On Thu, 21 Nov 2019 20:22:03 +0100, Sridharan, Ranjani wrote:
> > > > I couldn't find anything obvious. Could you try without changing > > snd_sof_pcm_period_elapsed(), i.e. only adding the stuff and calling > > sync_stop, in order to see whether the additional stuff broke > > anything? > It is indeed the removal of snd_sof_pcm_period_elapsed() that makes the > device hang when the stream is stoppped. But that's a bit surprising > given that all I tried was using the snd_pcm_period_elapsed() directly > instead of scheduling the delayed work to call it. If I read the code correctly, this can't work irrelevantly from the sync_stop stuff. The call of period_elapsed is from hda_dsp_stream_check() which is performed in bus->reg_lock spinlock in hda_dsp_stream_threaded_handler(). Meanwhile, the XRUN trigger goes to hda_dsp_pcm_trigger() that follows hda_dsp_stream_trigger(), and this function expects the sleepable context due to snd_sof_dsp_read_poll_timeout() call. So something like below works? Takashi --- a/sound/soc/sof/intel/hda-stream.c +++ b/sound/soc/sof/intel/hda-stream.c @@ -592,8 +592,11 @@ static bool hda_dsp_stream_check(struct hdac_bus *bus, u32 status) continue; /* Inform ALSA only in case not do that with IPC */ - if (sof_hda->no_ipc_position) - snd_sof_pcm_period_elapsed(s-> substream); + if (sof_hda->no_ipc_position) { + spin_unlock_irq(&bus->reg_lock); + snd_pcm_period_elapsed(s->substream); + spin_lock_irq(&bus->reg_lock); Thanks, Takashi. Yes, I realized it this morning as well that it is due to the reg_lock. It does work with this change now. I will run some stress tests with this change and get back with the results.
Hi Takashi,
Sorry the stress tests took a while. As we discussed earlier, adding the sync_stop() op didnt quite help the SOF driver in removing the delayed work for snd_pcm_period_elapsed().

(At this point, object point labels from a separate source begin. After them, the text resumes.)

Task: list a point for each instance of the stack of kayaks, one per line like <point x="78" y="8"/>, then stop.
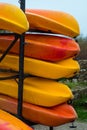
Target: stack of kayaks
<point x="12" y="19"/>
<point x="48" y="58"/>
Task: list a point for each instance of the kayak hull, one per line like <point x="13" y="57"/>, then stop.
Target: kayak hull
<point x="58" y="115"/>
<point x="43" y="47"/>
<point x="53" y="21"/>
<point x="38" y="91"/>
<point x="63" y="69"/>
<point x="16" y="21"/>
<point x="9" y="122"/>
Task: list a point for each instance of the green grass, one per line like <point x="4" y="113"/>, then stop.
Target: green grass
<point x="78" y="104"/>
<point x="81" y="108"/>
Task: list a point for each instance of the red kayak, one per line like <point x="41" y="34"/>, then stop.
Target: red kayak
<point x="52" y="116"/>
<point x="44" y="47"/>
<point x="53" y="21"/>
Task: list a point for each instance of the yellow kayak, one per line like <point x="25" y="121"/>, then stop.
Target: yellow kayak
<point x="13" y="18"/>
<point x="53" y="21"/>
<point x="50" y="116"/>
<point x="9" y="122"/>
<point x="39" y="91"/>
<point x="63" y="69"/>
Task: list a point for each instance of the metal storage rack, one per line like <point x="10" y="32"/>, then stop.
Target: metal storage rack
<point x="20" y="75"/>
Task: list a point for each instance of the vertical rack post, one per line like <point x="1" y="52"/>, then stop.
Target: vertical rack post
<point x="21" y="68"/>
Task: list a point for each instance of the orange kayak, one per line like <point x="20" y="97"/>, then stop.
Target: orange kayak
<point x="52" y="116"/>
<point x="38" y="91"/>
<point x="13" y="18"/>
<point x="53" y="21"/>
<point x="10" y="122"/>
<point x="62" y="69"/>
<point x="44" y="47"/>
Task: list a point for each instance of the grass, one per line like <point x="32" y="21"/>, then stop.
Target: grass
<point x="79" y="104"/>
<point x="81" y="108"/>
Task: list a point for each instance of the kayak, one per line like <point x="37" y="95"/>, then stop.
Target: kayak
<point x="12" y="18"/>
<point x="52" y="116"/>
<point x="9" y="122"/>
<point x="39" y="91"/>
<point x="43" y="46"/>
<point x="62" y="69"/>
<point x="53" y="21"/>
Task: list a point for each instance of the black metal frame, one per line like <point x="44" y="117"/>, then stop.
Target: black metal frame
<point x="20" y="75"/>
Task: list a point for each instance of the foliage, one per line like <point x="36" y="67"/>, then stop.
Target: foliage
<point x="81" y="108"/>
<point x="82" y="41"/>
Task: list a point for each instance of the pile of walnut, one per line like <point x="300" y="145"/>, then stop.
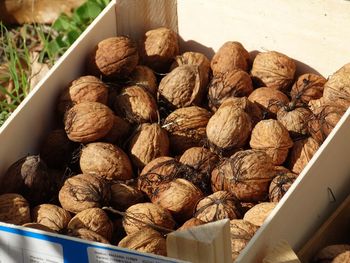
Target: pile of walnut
<point x="172" y="141"/>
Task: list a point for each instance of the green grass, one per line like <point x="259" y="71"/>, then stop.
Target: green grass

Yeah, that's understandable. If the stop operation itself needs some serialization, sync_stop() won't influence at all.
However, now after these discussions, I have some concerns in the current code:
- The async work started by schedule_work() may be executed (literally) immediately. So if the timing or the serialization matters, it doesn't guarantee at all. The same level of concurrency can happen at any time.
- The period_elapsed work might be pending at prepare or other operation; the async work means also that it doesn't guarantee its execution in time, and it might be delayed much, and the PCM core might go to prepare or other state even before the work is executed.
The second point can be fixed easily now with sync_stop. You can just put flush_work() in sync_stop in addition to synchronize_irq().
But the first point is still unclear. More exactly, which operation does it conflict? Does it the playback drain? Then it might take very long (up to seconds) to block the next operation?
thanks,
Takashi